Thread: Loading optimization

Loading optimization

From
Gary Wesley
Date:
Is there any advantage to having data sorted before populating it into a
table?
(In 6.5)

Gary Wesley


Re: Loading optimization

From
"Brett W. McCoy"
Date:
On Wed, 3 Jan 2001, Gary Wesley wrote:

> Is there any advantage to having data sorted before populating it into a
> table?

None at all, AFAIK.  In fact, if you are doing a bulk copy, you should
build your indexes after the data is loaded -- you'll get ebtter
performance during the load.

-- Brett
                                     http://www.chapelperilous.net/~bmccoy/
---------------------------------------------------------------------------
This sentence no verb.


Re: Loading optimization

From
Ian Harding
Date:
Gary Wesley wrote:

> Is there any advantage to having data sorted before populating it into a
> table?
> (In 6.5)
>
> Gary Wesley

Yes.  You have effectively loaded it with a clustered index.  If you
cluster an index on the sort column after loading it, the sort will remain
in effect and will speed queries/joins that use that column.

Ian


Re: Re: Loading optimization

From
Martijn van Oosterhout
Date:
Ian Harding wrote:
>
> Gary Wesley wrote:
>
> > Is there any advantage to having data sorted before populating it into a
> > table?
> > (In 6.5)
> >
> > Gary Wesley
>
> Yes.  You have effectively loaded it with a clustered index.  If you
> cluster an index on the sort column after loading it, the sort will remain
> in effect and will speed queries/joins that use that column.

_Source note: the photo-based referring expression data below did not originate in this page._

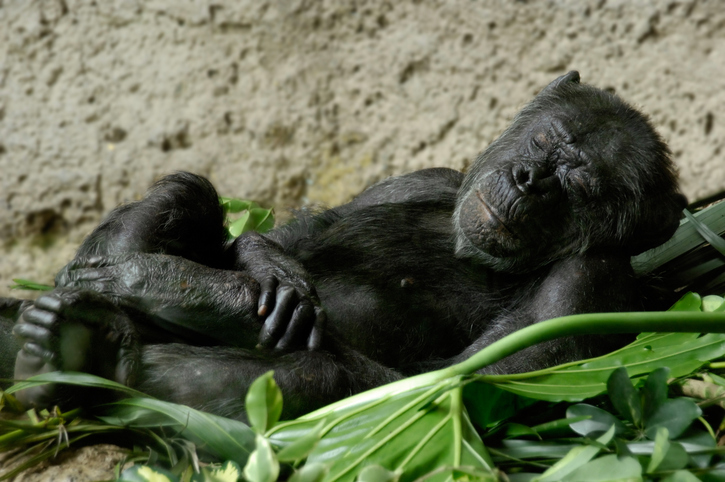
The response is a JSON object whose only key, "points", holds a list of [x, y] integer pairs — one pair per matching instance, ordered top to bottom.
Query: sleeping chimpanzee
{"points": [[417, 272]]}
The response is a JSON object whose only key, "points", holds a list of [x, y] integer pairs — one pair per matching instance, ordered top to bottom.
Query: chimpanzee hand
{"points": [[288, 300], [73, 330]]}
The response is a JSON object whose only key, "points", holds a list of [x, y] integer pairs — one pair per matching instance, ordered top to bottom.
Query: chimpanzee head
{"points": [[578, 170]]}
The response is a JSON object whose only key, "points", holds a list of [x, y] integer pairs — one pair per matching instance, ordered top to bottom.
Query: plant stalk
{"points": [[585, 324]]}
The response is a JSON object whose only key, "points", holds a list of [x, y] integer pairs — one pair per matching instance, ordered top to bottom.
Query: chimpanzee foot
{"points": [[72, 330]]}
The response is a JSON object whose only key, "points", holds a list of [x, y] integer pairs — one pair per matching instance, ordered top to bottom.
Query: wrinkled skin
{"points": [[419, 271]]}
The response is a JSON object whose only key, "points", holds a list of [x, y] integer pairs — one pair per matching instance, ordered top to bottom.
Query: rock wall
{"points": [[308, 101]]}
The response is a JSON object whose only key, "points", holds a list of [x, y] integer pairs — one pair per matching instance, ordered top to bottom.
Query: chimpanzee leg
{"points": [[180, 215], [10, 311], [216, 379]]}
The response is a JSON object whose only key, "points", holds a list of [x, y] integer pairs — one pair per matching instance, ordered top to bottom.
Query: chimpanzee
{"points": [[417, 272]]}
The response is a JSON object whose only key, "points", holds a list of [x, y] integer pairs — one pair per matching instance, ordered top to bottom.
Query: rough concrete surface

But does postgres actually use the fact that the data is clustered? I
keep thinking that here I could cluster all our data such that a
sequential
search is almost always a bad idea but I have no idea how to relate that
fact to postgres...
--
Martijn van Oosterhout <kleptog@cupid.suninternet.com>
http://cupid.suninternet.com/~kleptog/

Re: Re: Loading optimization

From
Bruce Momjian
Date:
> Ian Harding wrote:
> >
> > Gary Wesley wrote:
> >
> > > Is there any advantage to having data sorted before populating it into a
> > > table?
> > > (In 6.5)
> > >
> > > Gary Wesley
> >
> > Yes.  You have effectively loaded it with a clustered index.  If you
> > cluster an index on the sort column after loading it, the sort will remain
> > in effect and will speed queries/joins that use that column.
>
> But does postgres actually use the fact that the data is clustered? I
> keep thinking that here I could cluster all our data such that a
> sequential
> search is almost always a bad idea but I have no idea how to relate that
> fact to postgres...

Well, clustering certainly speeds up index access to multiple heap
values because duplicate values are all on the same heap page.  One
thing that is missing is that there is no preference for index scans for
clustered indexes.

Because the clustering is not permanent, but becomes unclustered as data
is added/modified, there is no easy way to know if the clustering is
still valid.

--
  Bruce Momjian                        |  http://candle.pha.pa.us
  pgman@candle.pha.pa.us               |  (610) 853-3000
  +  If your life is a hard drive,     |  830 Blythe Avenue
  +  Christ can be your backup.        |  Drexel Hill, Pennsylvania 19026

Re: Re: Loading optimization

From
Tom Lane
Date:
Martijn van Oosterhout <kleptog@cupid.suninternet.com> writes:
> But does postgres actually use the fact that the data is clustered?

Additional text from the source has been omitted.